Every football defensive position coach needs to identify the 4 most important skills for their player to have. These skills need to be covered every single day in practice, and perhaps even during pre-game warm-up. For us, these are position-specific drills and do not include the basics which all defenders must do. We will have a separate period for pursuit, or for tackling.

There should be no discussion of individual play calls during these periods. In fact, after Day 1 or 2, there should be no discussion during this period. Everything is habit, everything is planned. This is not a time for creativity, it is a time for establishing great habits in the players.

After a warm-up using the Pursuit Drill (5 minutes), we will move directly in to individual groups to work those Big 4 skills. This period is no more than 10 minutes, and will become less as the season goes on. Linebackers may perform a drill for footwork, for block destruct, for blitzing and for pass drops. Defensive Linemen will need Get Off & Engage work, Escape technique, wrong arming and pass rush moves. We understand that if a player is an expert, a natural, in his Big 4, he can play for us.

Never ask a player to perform a task that goes against his Big 4. Do not suddenly change those techniques in the middle of the season as a knee-jerk reaction to early season failures. These are ingrained habits. They can be performed by the player without thinking, and without slowing down.

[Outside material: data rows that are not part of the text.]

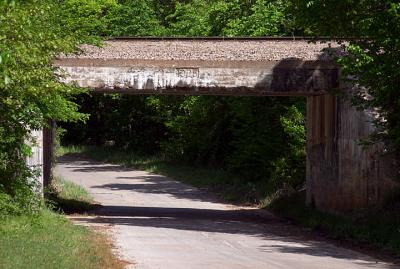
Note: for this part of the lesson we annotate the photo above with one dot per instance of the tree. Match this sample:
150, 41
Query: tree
31, 35
372, 56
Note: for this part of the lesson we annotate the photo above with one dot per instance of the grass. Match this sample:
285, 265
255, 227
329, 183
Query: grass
69, 197
49, 240
378, 228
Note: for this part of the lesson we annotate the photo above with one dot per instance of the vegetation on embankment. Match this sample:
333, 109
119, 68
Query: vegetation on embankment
229, 186
377, 228
46, 239
68, 197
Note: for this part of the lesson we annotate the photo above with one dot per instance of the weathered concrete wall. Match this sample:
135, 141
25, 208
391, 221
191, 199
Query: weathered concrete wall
286, 77
343, 176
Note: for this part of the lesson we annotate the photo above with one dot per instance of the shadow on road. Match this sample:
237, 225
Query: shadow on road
279, 236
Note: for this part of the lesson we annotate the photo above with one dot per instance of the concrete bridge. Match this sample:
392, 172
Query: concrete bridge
341, 175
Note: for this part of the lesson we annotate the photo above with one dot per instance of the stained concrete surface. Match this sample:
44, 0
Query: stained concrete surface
159, 223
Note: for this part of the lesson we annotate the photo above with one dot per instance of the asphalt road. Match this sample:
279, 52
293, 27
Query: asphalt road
159, 223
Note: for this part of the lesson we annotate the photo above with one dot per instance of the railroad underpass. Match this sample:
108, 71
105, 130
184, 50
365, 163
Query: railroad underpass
341, 175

Be careful not to ask much more than those Big 4 out of a player. If a practice includes 10 minutes on the Big 4, and 20 minutes on other skill sets - you send the player the wrong message. They will get the impression, and rightly so, that the Big 4 are only half as important as the other skill sets, since practice time of the Big 4 is half as long. Use the extra time for group work, installation, film, or weight room time.

Or, just get off the field. Your hard work and preparation has led to the players gaining great football defense habits. Let them benefit from it.